Int8 model speeds up the inferencing but does it takes considerable less GPU memory?

sharma.rahul98912 · August 18, 2022, 7:00am

• Hardware Platform (Jetson / GPU) GPU
• DeepStream Version 6.0
• JetPack Version (valid for Jetson only)
• TensorRT Version 8.0.1
• NVIDIA GPU Driver Version (valid for GPU only) 495.44
• Issue Type( questions, new requirements, bugs) Question

Hi,
I know INT8 model speeds up the inferencing but is there any math to tell how much less GPU memory(%) will it take?

Like i am using Centerface facedetector model (FP32). It takes around 2.5ms for inferencing. But Deepstream app with Centerface as Primary detector takes 1.2GB GPU memory.

So if i converted the model to INT8 ? can anyone tell how much speed i would get and how much less GPU memory it will take? I just want approximate ideas to understand.

Note-
I tried Facenet and integrated with Deepstream, The model is INT8 but it took 1.1GB GPU memory.

Thanks.

fanzh · August 19, 2022, 8:19am

there is no math to tell how much less GPU memory.

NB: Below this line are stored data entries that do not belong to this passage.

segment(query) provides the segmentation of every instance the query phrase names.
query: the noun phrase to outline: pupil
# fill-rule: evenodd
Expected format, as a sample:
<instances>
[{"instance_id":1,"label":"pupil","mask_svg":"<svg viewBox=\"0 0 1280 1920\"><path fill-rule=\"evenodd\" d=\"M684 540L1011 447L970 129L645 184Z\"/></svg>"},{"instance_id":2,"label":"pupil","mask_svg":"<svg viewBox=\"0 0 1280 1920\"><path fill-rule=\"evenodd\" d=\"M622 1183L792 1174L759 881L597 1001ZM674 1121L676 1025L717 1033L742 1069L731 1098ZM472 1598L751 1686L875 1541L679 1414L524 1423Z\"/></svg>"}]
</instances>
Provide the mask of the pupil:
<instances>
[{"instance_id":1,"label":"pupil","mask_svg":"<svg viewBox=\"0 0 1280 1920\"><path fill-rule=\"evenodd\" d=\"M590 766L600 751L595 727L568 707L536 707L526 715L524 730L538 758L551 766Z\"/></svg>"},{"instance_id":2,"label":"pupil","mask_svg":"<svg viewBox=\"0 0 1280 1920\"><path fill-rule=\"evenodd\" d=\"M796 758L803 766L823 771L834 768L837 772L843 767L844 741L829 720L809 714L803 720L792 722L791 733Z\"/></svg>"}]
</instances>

alexandru.cocinda · August 19, 2022, 8:36am

At this point my guess is that no-one really knows how the Gst-nvinfer plugin actually works, so you are very unlikely to get that kind of info here.
However, I am currently optimizing and reformatting the plugin while porting it to C++ and I can give you some indications. First, it depends on the network you use. TensorRT will allocate memory for every layer used by the network and you will have to allocate input and output buffers to pass the input to the network and to retrieve the inference result. The input tensor(s) are generally floats because you apply normalization, but the rest entirely depends on your network definition. Therefore, the best way to find out is to profile.
Finally, I would like to take a moment to appreciate fanzh’s “there is no math to tell how much”. This is just so LOL :)))))))

sharma.rahul98912 · August 19, 2022, 8:45am

Hi alexandru,
Thanks for your valuable info.

I would also appreciate the fanzh’s reply. As i asked the idea for the same if there is any.
Also i mentioned the Centerface model and Deepstream triton server is already using that . So i thought model architecture is also know to Nvidia. So they can give me some insight for this model for FP32->INT8 conversion.

system · September 2, 2022, 8:46am

This topic was automatically closed 14 days after the last reply. New replies are no longer allowed.